In order to include these ‘out of step’ periods, we want more time than the incessant turning of the globe allows.  We need linenfold time, convoluted, coiled, intricate. Trace your finger along the surface of linenfold panelling and your finger travels much further than the length of the panel. Is it extra surface or extra depth? Sometimes we need that extra dimension – a way to allow us more time without using up our lifespan’s length. To live ‘rubato’ – slowing down the tempo, robbing time, so that the notes still get played, the piece progresses but just – please, for a moment – in a way which creates more space to fit everything in and, in the musical context but also in this metaphor, gives room to express our emotions.

It doesn’t, of course, happen. Our internal chronology may flex, shiver and twist. It may cause sleepless nights and lost days, frozen moments that resist being consigned to the past and pockets of lost bewildered hours. But no matter how much we are in thrall to this, we still, in time (ha!) lift our heads to find that the incessant pace of turning globe, of calendar days, of atomic clocks is implacably unaffected. We cannot, as Marvel and Auden (amongst many other great poets) learned, make the sun stand still or stop the clocks. But we discover we may be ready to resume the social, natural, rhythm, re-join the collective dance of humanity and regain a spring in our step. 

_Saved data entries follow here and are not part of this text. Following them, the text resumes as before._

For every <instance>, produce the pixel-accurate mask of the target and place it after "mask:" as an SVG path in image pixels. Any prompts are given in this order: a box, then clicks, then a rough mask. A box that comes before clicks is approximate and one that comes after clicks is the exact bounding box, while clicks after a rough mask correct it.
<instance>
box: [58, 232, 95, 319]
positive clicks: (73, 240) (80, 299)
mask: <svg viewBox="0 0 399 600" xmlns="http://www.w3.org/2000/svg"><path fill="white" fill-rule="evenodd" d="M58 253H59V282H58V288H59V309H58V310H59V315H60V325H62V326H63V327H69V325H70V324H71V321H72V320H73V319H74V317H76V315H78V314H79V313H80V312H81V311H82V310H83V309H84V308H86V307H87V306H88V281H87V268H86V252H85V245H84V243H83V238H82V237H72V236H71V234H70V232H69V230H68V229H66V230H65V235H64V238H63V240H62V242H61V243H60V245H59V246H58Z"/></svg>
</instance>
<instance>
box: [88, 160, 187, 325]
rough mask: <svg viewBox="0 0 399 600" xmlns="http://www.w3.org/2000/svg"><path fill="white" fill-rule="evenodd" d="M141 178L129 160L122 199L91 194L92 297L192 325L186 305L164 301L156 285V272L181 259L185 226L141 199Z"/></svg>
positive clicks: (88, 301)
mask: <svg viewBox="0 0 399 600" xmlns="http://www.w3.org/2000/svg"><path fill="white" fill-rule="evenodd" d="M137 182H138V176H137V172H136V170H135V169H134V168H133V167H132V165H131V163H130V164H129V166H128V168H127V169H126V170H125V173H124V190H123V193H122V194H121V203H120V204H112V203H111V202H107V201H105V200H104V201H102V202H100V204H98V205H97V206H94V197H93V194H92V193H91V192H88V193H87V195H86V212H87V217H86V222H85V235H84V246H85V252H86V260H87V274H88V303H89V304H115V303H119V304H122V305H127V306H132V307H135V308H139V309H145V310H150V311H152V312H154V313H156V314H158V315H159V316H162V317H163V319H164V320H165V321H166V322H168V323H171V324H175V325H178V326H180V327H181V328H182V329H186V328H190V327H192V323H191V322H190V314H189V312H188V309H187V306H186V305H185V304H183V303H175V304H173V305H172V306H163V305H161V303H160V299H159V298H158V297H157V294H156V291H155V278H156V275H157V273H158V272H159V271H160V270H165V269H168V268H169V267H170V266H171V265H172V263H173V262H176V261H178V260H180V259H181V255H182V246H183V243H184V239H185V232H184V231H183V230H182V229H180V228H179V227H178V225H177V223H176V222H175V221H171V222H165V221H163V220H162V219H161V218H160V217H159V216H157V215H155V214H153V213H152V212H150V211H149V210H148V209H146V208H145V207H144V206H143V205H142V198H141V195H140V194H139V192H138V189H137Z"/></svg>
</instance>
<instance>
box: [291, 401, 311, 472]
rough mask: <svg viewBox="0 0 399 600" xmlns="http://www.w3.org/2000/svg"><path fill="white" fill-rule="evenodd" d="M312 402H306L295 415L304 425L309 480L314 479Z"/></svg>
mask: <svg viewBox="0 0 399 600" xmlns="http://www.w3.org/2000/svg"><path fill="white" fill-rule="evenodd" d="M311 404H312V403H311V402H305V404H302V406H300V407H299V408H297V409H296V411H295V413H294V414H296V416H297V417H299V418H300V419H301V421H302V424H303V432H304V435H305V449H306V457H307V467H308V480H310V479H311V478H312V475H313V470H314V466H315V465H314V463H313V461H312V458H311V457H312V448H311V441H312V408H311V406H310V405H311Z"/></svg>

The tree is taken down. Christmas 2023 has ended and will never be repeated. We turn to the new year: towards another spring, summer, autumn, winter. Another Lent, Easter, Michaelmas, Christmas. Repeating the cycles until the end of the dance. And, today, Epiphany comes blasting through us with energy and light. To clear our eyes, fill our lungs, invigorate our hearts and set us on our way, rejoicing.